Mr. Mohinder J.S. Rupal and Mr. Hardik Rupal, Advocates for Respondent No.3.
Ms. Beenashaw N. Soni and Ms. Ann Joseph, Advocates for Respondent No.4.
CORAM:
HON'BLE MS. JUSTICE JYOTI SINGH
JUDGMENT
JYOTI SINGH, J.
(ORAL)

1. This writ petition has been preferred on behalf of the Petitioner under Article 226 of the Constitution of India seeking the following reliefs: “(a) Issue a writ of mandamus and direct the Respondent No.2 and 4 to pay to the Petitioner the unpaid retirement benefits towards Leave Encashment amounting to Rs.9,36,632/-; towards Commutation of Pension amounting to Rs.13,37,261/-; and towards LTC and Medical Reimbursement amounting to about Rs.15,000/-; and (b) Issue a writ of mandamus and direct the Respondent No.2 and 4 to pay to the Petitioner interest @ 18% per annum on the abovesaid dues w.e.f 01.06.2023 till the date of payment and interest @ 18% p.a on delayed payment of Rs.16,15,523/- towards Gratuity w.e.f 01.06.2023 till 30.03.2024.”

2. Shorn of unnecessary details, facts to the extent relevant are that Petitioner was appointed as Junior Assistant-cum-Typist on probation vide appointment letter dated 22.12.1993 in Deen Dayal Upadhyaya College/ Respondent No.4 (hereinafter referred to as ‘College’) in the pay scale of Rs.950-1500 and joined his duties on the said post on 24.12.1993. College is a constituent college of University of Delhi/Respondent No. 3 and is fully funded by Government of NCT of Delhi/Respondent No. 2. Petitioner’s services were confirmed on 28.04.1995.

3. It is further averred in the petition that Petitioner was promoted to the post of Assistant vide letter dated 16.09.1998 w.e.f. 12.04.1997 and was further promoted as Senior Assistant w.e.f. 29.01.2001 vide letter dated 06.03.2002. Petitioner was promoted to the post of Section Officer vide order dated 27.03.2012 w.e.f. 07.02.2011. As the Petitioner was due to superannuate on 31.05.2023 on, attaining, the age of 60 years, the College vide office order dated 13.12.2022 informed all concerned Departments/ Sections of the College to issue ‘No Dues Certificate’ to the Petitioner for releasing his retirement benefits and in continuation thereof, College also issued a letter dated 20.12.2022 calling upon the Petitioner to submit requisite documents to enable the College to process the release of his retiral benefits. Petitioner submitted the requisite documents under covering letter dated 18.01.2023. Respondent No.3 by a letter dated 09.05.2023 conveyed approval of the Competent Authority for grant of pensionary benefits to the Petitioner and in furtherance thereto, the Administration Section of the College on 17.05.2023 certified that Petitioner was entitled to Leave Encashment for 300 days calculated at Rs.9,36,632/-. Respondent No. 3 issued office order dated 18/22.05.2023 fixing the pensionary benefits payable to the Petitioner as per his entitlement.
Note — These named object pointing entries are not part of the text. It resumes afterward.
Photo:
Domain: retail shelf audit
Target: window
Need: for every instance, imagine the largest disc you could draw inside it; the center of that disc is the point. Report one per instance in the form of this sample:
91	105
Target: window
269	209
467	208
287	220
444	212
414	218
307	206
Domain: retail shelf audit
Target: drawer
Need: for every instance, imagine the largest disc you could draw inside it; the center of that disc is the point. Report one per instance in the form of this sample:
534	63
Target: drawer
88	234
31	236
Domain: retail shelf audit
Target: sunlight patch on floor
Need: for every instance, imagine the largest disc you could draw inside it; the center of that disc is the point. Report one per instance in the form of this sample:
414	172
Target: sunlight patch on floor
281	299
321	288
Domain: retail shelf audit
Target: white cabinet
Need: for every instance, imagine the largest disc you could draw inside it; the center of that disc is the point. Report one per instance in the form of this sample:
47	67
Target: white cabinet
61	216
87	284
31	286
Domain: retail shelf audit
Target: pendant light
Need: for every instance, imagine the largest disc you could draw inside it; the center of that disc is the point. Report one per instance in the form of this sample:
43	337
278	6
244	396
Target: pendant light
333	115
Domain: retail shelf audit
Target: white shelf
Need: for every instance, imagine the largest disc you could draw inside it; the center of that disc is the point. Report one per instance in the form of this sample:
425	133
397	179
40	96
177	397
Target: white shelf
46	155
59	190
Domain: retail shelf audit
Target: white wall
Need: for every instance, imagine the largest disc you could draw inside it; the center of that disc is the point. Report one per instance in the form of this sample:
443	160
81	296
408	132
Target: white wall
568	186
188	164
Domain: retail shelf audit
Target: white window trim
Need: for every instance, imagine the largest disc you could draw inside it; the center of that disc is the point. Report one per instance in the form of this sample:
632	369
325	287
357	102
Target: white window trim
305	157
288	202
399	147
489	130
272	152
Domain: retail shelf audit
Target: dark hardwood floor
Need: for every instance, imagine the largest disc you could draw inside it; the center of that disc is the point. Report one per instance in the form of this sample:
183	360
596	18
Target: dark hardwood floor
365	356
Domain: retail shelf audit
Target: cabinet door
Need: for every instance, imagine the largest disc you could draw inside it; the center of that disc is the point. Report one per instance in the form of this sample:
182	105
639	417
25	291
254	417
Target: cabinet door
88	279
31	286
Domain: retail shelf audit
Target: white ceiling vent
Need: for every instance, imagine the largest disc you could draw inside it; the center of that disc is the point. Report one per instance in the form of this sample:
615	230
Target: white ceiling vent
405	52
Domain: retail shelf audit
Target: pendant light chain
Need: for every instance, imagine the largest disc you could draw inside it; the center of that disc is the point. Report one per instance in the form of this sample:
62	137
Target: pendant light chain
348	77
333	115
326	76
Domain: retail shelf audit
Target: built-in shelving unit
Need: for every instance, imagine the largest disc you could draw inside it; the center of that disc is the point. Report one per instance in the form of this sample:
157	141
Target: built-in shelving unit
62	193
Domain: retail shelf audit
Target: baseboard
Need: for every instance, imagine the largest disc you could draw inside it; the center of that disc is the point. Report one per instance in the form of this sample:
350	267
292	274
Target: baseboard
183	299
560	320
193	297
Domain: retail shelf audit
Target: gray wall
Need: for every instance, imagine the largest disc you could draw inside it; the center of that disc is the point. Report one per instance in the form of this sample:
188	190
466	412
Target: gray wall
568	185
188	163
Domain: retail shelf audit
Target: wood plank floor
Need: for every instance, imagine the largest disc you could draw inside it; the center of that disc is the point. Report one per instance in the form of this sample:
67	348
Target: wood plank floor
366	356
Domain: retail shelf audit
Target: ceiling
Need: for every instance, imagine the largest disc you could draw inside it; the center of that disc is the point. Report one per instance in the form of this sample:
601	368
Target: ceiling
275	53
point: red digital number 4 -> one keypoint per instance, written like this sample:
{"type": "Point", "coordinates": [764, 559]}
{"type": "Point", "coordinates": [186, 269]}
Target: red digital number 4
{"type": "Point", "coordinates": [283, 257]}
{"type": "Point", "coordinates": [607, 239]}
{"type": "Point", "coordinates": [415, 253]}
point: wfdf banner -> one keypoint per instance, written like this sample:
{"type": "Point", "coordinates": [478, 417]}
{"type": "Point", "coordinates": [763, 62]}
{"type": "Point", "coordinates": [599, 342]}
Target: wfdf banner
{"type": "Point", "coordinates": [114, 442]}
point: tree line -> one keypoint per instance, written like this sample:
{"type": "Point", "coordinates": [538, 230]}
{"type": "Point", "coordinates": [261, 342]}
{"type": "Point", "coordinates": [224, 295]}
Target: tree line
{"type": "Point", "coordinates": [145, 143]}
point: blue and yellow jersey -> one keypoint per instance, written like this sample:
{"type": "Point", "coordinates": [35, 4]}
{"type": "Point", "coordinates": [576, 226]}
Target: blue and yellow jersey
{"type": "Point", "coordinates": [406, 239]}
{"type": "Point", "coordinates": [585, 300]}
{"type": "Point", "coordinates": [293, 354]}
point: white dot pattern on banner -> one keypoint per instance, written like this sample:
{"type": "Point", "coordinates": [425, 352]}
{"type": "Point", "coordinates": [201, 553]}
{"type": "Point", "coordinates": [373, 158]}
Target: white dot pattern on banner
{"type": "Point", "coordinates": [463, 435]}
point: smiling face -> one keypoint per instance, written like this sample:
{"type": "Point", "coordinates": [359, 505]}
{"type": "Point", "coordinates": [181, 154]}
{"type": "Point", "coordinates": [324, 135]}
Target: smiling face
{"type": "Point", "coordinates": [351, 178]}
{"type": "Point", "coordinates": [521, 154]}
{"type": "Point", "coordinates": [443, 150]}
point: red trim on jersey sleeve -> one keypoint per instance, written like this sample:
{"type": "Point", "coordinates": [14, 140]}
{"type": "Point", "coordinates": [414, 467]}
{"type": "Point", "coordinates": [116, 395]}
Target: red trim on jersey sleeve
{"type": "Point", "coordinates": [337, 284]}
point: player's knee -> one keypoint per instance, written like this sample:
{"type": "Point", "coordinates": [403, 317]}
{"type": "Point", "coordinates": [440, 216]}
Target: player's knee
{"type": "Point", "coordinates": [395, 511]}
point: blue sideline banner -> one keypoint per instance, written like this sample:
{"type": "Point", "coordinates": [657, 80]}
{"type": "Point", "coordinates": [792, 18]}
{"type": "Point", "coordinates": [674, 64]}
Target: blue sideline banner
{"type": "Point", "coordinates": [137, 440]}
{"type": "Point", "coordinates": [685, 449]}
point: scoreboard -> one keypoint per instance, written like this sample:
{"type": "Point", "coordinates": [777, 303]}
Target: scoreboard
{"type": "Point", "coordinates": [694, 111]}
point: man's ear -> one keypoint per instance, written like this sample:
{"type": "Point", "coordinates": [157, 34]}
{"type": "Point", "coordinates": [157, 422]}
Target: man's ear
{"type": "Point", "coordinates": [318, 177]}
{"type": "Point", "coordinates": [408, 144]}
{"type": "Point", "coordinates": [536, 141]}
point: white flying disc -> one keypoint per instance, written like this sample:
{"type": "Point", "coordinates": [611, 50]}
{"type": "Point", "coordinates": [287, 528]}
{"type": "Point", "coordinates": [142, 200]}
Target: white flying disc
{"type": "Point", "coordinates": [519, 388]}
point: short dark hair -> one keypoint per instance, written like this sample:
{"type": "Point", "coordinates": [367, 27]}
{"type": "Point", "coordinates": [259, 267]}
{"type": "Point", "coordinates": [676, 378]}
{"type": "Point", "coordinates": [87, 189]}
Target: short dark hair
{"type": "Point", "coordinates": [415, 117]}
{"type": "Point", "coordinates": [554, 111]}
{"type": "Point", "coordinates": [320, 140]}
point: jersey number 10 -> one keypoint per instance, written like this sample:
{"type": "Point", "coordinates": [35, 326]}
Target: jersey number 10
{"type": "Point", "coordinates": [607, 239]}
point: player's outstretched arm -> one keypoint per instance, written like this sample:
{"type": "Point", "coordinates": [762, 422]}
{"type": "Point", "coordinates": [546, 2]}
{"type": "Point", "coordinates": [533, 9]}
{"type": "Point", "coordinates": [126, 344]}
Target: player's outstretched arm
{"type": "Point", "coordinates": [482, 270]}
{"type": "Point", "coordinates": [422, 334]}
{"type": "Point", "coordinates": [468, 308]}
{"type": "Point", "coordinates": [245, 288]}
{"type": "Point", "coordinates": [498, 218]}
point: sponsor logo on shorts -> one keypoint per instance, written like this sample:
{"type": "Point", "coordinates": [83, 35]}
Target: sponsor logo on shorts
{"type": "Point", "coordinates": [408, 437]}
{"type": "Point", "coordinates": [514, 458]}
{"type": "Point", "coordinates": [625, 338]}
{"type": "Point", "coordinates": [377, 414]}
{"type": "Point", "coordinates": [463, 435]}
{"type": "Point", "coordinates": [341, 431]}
4. It is stated in the writ petition that though the Petitioner superannuated on 31.05.2023, his retirement dues were not released, despite his having completed all requisite formalities well in time. Petitioner repeatedly represented to the College for release of his retiral dues, only to be informed that the same shall be paid after Respondent No.2/Directorate of Higher Education, Government of NCT of Delhi sanctions/releases the funds. After several personal visits to the College and representations dated 04.03.2024 and 13.03.2024, the only amount released to the Petitioner was to the tune of Rs.16,15,523/- towards gratuity on 01.04.2024. Petitioner claims that he is entitled to several retiral benefits such as: (a) Leave Encashment of Rs.9,36,632/-; (b) Commutation of Pension of Rs.13,37,261/-; (c) LTC and Medical Reimbursement of about Rs.15,000/-; and (d) Interest on delayed payments @ 18% p.a.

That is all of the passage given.